Diğer bir problematik de fiziki mesafenin ikame etkisi her durumda kanıtlanabilir değildir ve ayrıca kanıtlanması büyük bir problem olacaktır. Bu bağlamda, outsource (dış kaynak kullanımı) bu yüzyıl teknolojisinin kendisini bu kadar ileri getirmesinde büyük söz sahibidir. Söz gelimi maliyetlerini 5 cent daha düşürmenin savaşındaki FoxConn’un varlığıdır Apple ve Iphone’u sürdürülebilir kılan. Ve; dakikada 90’a yakın Iphone üretebilen Çin rüyası ile Amerika ile arasındaki fiziki mesafe binlerce kilometredir. (Balfour & Culpan, 2010) Her şeye rağmen bu üretim ve bu inovasyon gelişimini sürdürmektedir.
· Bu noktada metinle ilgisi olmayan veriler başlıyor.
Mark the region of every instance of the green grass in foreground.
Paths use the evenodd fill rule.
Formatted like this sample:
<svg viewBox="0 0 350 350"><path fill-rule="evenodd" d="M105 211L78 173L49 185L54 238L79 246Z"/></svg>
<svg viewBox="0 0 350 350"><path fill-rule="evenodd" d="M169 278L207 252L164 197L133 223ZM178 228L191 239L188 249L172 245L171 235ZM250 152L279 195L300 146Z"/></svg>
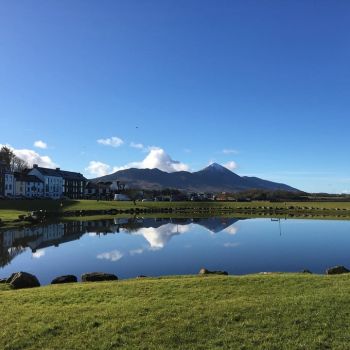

Liderliğe ikame yaklaşım modeli, tanımlı bir lider ve akabinde onun davranışlarını ikame ya da nötralize eden bir yaklaşımı ortaya koymuştur. Kendi kendini yöneten takım “selfed managed teams” çalışmaları ile otonom gruplar, liderlik ihtiyacını grup elemanlarına yüklemesi sebebiyle, ya belirgin bir yöneticiye gereksinim duymaz ya da ihtiyacı durumunda kaynak olarak kullanır. Oluşan bu durum, liderin varsıllığını ortadan kaldırsa bile liderliğe olan ihtiyacı yok sayamaz. Bu durum modelin ortaya koyduğu perspektifi doğal olarak yanlışlamaktadır.
Bütün bu çalışmaların yanı sıra, Türkiye gibi sistemler üzerinden konuş(a)mayan ülkelerde, “romantik liderlik” anıştırmasının şirket dışı dinamikler zorlayıncaya dek devam edeceği kanısındayım. Özellikle bu talep, küçük aile şirketlerinde varlığını sürdürecektir. Ancak, global şirketlerin beraberinde kendi iş kültürlerini de taşıması ve kuruluşu itibariyle aile şirketi olup büyük ölçekteki kurumların dünyayla olan entegrasyonu neticesinde kurumsallaşmaya mecbur kalmasıyla, Y ve Z kuşağı profesyonellerinin kabuk değişimine öncülük edebileceğini düşünüyorum.
KAYNAKÇA
Balfour, F. & Culpan, T. (2010). Başkan Gou. Bloomberg Businessweek Türkiye. (18 Eylül 25 Eylül 2010, s:54–65)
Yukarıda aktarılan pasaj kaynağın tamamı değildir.